Forget about the nonsense talk about living in a throw-away culture. Here we are in the rainy season of 2016 and the cry mirrors the shame of the past ten years. There is the annual flooding in the city. When the water subsides garbage of all description covers the streets everywhere.
Who dropped the fast food boxes and plastic water bottles? If it was not you and it was not me, who was it? Why do we need lessons in disaster preparedness when we are the actual disaster? Environmental management is not only about noise levels. What about if we are already too deaf and too foolish to grasp the importance of proper garbage disposal? How come we are not losing lives to cholera?

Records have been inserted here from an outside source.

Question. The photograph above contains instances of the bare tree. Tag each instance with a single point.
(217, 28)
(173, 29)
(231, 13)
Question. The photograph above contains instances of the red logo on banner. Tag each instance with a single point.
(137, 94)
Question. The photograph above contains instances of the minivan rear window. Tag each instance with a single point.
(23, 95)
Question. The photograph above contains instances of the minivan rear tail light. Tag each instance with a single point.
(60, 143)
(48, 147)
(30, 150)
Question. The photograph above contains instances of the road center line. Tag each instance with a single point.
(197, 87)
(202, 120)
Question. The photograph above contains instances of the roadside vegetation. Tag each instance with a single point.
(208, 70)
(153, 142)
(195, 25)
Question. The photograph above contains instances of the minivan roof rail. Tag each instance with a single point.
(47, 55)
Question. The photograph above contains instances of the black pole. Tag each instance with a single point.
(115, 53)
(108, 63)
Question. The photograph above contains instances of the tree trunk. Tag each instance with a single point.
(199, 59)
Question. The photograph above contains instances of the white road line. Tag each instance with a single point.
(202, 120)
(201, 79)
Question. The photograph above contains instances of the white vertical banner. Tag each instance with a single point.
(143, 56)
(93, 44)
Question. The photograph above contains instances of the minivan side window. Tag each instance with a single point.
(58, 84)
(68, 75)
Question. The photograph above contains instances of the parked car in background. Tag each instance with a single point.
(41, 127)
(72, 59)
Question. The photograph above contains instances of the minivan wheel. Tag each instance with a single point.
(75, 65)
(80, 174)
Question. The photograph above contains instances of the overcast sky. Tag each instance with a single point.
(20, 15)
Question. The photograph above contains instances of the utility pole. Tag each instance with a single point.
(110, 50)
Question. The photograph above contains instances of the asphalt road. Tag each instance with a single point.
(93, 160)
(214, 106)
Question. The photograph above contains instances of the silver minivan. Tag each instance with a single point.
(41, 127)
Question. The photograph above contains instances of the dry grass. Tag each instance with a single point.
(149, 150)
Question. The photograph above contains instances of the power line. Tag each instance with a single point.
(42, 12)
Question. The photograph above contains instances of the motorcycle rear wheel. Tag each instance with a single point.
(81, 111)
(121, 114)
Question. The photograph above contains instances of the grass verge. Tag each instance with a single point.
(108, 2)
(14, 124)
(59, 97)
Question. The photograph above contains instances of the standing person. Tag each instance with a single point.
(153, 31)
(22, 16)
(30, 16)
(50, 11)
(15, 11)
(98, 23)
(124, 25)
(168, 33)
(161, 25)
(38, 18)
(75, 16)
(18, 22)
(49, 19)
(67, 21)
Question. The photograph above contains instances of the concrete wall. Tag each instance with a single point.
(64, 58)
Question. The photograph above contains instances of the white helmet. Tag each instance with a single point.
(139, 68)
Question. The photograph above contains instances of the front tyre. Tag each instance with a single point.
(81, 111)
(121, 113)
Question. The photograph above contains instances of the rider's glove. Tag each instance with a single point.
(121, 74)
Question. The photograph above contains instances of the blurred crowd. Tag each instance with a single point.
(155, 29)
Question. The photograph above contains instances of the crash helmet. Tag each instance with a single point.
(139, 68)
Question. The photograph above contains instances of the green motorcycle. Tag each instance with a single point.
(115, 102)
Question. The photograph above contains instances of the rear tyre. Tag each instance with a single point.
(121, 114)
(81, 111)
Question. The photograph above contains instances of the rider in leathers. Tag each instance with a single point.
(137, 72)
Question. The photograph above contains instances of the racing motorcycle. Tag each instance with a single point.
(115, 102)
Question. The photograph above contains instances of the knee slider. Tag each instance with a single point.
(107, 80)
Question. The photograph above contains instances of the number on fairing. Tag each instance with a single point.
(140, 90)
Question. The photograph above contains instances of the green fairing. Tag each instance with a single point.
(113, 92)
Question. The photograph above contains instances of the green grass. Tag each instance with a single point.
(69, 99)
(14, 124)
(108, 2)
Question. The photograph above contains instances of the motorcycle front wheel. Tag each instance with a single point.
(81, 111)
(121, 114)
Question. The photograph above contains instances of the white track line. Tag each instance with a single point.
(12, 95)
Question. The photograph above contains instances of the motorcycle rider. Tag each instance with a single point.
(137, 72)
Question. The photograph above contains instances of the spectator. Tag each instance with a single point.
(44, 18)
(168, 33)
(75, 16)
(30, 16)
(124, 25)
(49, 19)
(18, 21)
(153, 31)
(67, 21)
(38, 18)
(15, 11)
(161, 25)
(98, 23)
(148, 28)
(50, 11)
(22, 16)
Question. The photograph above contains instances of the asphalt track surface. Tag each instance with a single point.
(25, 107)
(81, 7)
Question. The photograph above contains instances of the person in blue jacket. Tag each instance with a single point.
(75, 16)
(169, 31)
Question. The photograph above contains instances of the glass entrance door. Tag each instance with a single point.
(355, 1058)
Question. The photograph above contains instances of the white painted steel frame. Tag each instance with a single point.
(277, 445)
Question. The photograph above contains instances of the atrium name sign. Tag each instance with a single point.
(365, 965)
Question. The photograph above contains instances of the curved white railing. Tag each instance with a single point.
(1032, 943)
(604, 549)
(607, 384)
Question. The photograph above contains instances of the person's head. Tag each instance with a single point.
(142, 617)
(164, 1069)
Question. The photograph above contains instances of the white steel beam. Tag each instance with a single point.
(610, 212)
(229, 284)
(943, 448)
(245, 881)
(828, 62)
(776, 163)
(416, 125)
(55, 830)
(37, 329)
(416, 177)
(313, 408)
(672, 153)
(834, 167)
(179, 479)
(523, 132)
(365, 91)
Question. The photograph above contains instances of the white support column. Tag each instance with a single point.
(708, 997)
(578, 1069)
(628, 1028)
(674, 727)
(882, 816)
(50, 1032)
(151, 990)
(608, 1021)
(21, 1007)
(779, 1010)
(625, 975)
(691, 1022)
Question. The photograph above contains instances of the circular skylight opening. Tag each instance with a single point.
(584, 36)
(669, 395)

Outside the city the big moan is about the old appliances, car tyres, batteries and rusty discarded industrial and hardware items clogging the rivers. Then there is the rampant indiscriminate illegal changing of water courses as people build without permission. Then, for some people, we surprisingly have massive flooding with water rising several feet.
Thousands of dollars worth of household items and fruit trees are destroyed and there may even be loss of life. Then along comes the ODPM, like the rainy season Santa Claus, bearing gifts of replacement mattresses and urgently-needed food items.
Year after year we have consultations about what should be done for the next rainy season. It is not as if we do not know what to do. We keep waiting for people to clean up after us and the cleaning companies appear unable to cope with the volume of collective ignorance facing them.
There is poor environmental management in both government and the private sector. But we also cannot escape the fact that far too many people are just inexcusably careless. Not uninformed, just nasty.
If the mosquitoes do not kill me off first, I will resubmit this same letter to the editors for 2017, 2018 and 2019.